Starting in 2021, the United Nations Decade on Ecosystem Restoration issued an ambitious call to prevent, halt, and reverse ecosystem degradation across the world by 2030, which also coincides with the Sustainable Development Goals timeline. One resounding question, however, is how these restoration sites and projects should be determined.
A new study led by restoration scientist Pooja Choksi, a recent graduate from Columbia University’s Department of Ecology, Evolution and Environmental Biology Ph.D. program, as well as 10 other experts on restoration from nine institutions across India and abroad, proposes a “people-centric” approach to this decision-making. Using India—which holds one of the highest restoration targets of 26 million hectares by 2030—as a case study, Choksi and colleagues looked at socioeconomic and land ownership (whether it was common or private) data in tandem with the sites’ potential for use in carbon sequestration and biodiversity conservation efforts in districts across the country. The findings were just published in the journal npj Biodiversity.
Combining these three sets of data leads to a more holistic approach to devising restoration programs that do not “leave people off the map,” as many previous methods have done, according to the authors. “We will most likely not see long term-benefits of these restoration efforts if they do not work for people,” Choksi said.
“The paper illustrates the complexities of forest restoration in a heavily populated place such as India,” added Ruth DeFries, a co-founding dean of the Columbia Climate School and an author on the study.
For their analysis, the authors looked at 579 districts in India, and found that areas with high poverty levels and those with the greatest potential for restoration benefits—defined as sites that could contribute the highest possible carbon sequestration and increased biodiversity levels—largely overlap, and that most of the land available for restoration in these regions was privately owned. This indicates an opportunity to focus on reducing methane emissions from crop and livestock production—for example, by restoring native grasses to pasture lands—rather than defaulting to the predominant model of carbon and forest-based restoration projects in these districts, they suggested.
However, in the top 20% of the country’s poorest districts with the greatest possible restoration benefits, common land made up the majority of these sites—an attribute that needs to be considered in planning. Restoration strategies for different socio-environmental conditions should be tailored to each project area, while keeping local population characteristics at the forefront, according to the study. For example, in districts that could provide significant ecological improvements but that also have high poverty rates, traditional agricultural and forestry practices can be combined with economic policies and initiatives to raise living standards; if these areas are mostly on common land, the authors also recommended alternative restoration practices, such as invasive species management, and providing greater community rights to manage this land, they wrote.

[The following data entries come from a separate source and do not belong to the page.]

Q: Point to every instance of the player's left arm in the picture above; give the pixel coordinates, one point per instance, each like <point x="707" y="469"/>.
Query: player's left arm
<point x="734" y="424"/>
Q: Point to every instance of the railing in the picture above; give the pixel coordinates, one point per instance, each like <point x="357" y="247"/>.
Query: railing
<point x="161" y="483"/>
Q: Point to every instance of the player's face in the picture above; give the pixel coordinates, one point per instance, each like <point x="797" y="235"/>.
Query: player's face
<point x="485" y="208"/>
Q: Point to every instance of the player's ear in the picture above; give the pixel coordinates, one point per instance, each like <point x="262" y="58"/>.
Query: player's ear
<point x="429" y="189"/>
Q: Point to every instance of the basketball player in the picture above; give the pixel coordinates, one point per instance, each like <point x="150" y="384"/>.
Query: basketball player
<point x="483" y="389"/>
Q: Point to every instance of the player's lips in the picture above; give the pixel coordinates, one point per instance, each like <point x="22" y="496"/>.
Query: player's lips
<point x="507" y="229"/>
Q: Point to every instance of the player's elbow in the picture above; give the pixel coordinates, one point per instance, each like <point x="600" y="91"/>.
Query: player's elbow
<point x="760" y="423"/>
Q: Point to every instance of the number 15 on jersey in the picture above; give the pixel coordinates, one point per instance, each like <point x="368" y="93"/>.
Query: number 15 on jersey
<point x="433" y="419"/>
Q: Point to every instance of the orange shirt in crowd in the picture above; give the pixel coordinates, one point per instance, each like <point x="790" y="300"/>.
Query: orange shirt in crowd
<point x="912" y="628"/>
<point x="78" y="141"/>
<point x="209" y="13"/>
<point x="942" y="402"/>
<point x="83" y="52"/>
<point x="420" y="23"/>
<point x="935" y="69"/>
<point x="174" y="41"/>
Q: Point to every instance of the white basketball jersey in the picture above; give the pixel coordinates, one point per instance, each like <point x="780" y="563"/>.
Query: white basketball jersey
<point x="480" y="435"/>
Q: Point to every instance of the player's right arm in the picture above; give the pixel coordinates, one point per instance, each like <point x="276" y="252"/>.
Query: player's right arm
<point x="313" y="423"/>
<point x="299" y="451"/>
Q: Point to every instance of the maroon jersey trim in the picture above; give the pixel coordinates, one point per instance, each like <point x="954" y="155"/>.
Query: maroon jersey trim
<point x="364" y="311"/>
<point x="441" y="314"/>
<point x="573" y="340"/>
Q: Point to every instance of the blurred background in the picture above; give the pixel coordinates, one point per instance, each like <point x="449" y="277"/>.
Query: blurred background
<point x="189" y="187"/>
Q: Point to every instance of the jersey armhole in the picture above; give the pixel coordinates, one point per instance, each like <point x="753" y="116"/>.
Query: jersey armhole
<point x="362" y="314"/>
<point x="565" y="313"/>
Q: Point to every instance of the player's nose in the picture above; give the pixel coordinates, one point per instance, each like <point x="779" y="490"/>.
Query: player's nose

Essentially, there is no one-size-fits-all model. “Our study takes a people-centric approach to planning restoration rather than prescribing restoration priority areas,” Choksi explained.
While local needs assessments and consultations will continue to play a vital role in restoration policymaking, the authors acknowledged, incorporating socioeconomic and land ownership data can act as a preliminary filter for deciding restoration targets on a global scale and including people as a key variable in this process.
“Restoration that intentionally improves living standards could be the link between broad global targets and reality on the ground,” DeFries said.